塾:誰も知らないような地域密着型の小さな塾(自習室利用のために通っていました。)
部活:高校がSGH校だったので、グローバル系?の団体に所属し様々な活動をしていました
2. 受験形態
一般入試
3.予想得点
人文社会または自然科学得点 = 8~9割
総合教養得点 = 7割
英語リスニング得点 = 5~6割
英語リーディング得点 = 5~6割
(センター得点参考)
英語:164点
国語:136点
世界史:81点
4.併願校
立命館アジア太平洋大学アジア太平洋学部
5. ICUに入るまでのいきさつ(どうやってICUを知ったか? なぜICUを選んだか ? など)
元々、ICUという名前すらも知らなかったのですが、高校にICUを卒業された先生がおり、その先生から、ICUの入学式では世界人権宣言に新入生全員が宣誓するのだという話を聞き、そんな高い意識を持った大学が日本にあるのかと衝撃と興味深さを覚え、調べ始めた事がきっかけです。

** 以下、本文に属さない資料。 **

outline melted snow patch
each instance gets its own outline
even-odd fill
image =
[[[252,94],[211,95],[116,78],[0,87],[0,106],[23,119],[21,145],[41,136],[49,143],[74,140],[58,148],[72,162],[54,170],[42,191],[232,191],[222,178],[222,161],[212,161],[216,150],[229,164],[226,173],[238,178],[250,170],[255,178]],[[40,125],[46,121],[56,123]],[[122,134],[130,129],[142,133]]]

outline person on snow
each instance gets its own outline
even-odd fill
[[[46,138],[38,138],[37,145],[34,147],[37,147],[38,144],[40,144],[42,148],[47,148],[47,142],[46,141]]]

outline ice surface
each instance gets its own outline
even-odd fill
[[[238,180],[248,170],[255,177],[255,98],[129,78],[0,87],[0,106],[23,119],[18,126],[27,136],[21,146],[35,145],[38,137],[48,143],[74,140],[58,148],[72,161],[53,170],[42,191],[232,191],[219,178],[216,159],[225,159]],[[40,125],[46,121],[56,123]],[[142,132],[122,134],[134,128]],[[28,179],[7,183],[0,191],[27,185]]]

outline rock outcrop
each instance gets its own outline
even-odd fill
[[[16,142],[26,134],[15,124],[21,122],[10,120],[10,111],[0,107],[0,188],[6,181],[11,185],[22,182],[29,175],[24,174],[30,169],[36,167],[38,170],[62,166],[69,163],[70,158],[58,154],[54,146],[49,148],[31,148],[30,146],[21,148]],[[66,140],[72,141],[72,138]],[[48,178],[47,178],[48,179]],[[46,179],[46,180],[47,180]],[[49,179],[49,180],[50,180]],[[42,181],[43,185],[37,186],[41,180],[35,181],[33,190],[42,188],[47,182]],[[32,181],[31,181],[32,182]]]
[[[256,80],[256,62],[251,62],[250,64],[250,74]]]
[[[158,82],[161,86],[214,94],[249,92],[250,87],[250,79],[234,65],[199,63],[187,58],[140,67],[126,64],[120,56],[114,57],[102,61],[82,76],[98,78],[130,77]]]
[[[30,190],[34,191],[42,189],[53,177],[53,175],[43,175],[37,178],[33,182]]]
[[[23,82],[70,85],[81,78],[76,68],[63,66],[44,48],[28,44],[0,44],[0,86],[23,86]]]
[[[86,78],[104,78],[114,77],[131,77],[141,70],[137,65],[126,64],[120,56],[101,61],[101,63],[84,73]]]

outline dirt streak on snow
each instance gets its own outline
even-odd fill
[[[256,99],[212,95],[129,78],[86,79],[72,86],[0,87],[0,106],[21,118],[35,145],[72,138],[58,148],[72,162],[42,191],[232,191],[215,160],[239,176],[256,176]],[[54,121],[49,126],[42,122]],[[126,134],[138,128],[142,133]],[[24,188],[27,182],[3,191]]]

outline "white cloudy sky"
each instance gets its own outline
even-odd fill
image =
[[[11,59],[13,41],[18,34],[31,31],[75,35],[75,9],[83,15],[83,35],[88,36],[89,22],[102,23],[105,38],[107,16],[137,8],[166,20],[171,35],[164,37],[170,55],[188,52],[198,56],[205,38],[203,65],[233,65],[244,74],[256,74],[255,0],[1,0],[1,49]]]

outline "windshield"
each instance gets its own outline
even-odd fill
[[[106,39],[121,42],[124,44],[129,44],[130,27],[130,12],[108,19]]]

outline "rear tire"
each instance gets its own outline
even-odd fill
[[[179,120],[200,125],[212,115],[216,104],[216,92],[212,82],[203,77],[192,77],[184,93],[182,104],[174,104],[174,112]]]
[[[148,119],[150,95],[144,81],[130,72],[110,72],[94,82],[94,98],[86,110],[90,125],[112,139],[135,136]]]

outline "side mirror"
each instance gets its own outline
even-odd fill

私は元々、国際関係学を学びたい、また、英語のスキルを身に着けると同時に第2外国語も習得してみたいと考えていて、その私にとってICUの環境は理想的でした。国際関係学がメジャーとして独立して在ること、コースが非常に豊富で自由に深く学べる事、対話が容易な環境、ELPプログラムや豊富な留学制度、英語以外の語学が学べる事などが決め手でした。また、パンフレットを読んでいてICUの考え方がすごく気に入りました。
6.ICUに期待するところ
国際関係学他、開発研究、平和研究、哲学宗教に興味があり、学びたいです。興味のおもむくまま自由に学びたいです。また、授業を受ける中でプレゼンテーションスキル、コミュニケーションスキルを身に着けられればと思います。周りの優秀なICU生からたくさんの刺激を受けることを何よりも楽しみにしています。
7.受験対策
a.願書
<1.ICUを志望した動機または理由を述べてください。>
ICUを卒業された学校の先生から、ICUでは入学式で世界人権宣言を新入生全員が宣誓するという話を聞き、おもしろい大学だと感じ、また、その文化にICUの確固とした理念や信念を貫く姿勢が表れているように思い共感し、興味を持った事がきっかけです。ICUを志望する一つの理由は、私は国際関係学を中心に学びたいと考えており、リベラルアーツや豊富なコースなど広い視野でその学問を自由に追求できるICUの環境に惹かれたからです。もう一つは、ICUの語学教育にあります。私は、英語力の向上と中国語の上達を目指しているのですが、ICUの英語プログラムや第三言語の習得を積極的に進めてくれる環境が私にとって理想的でした。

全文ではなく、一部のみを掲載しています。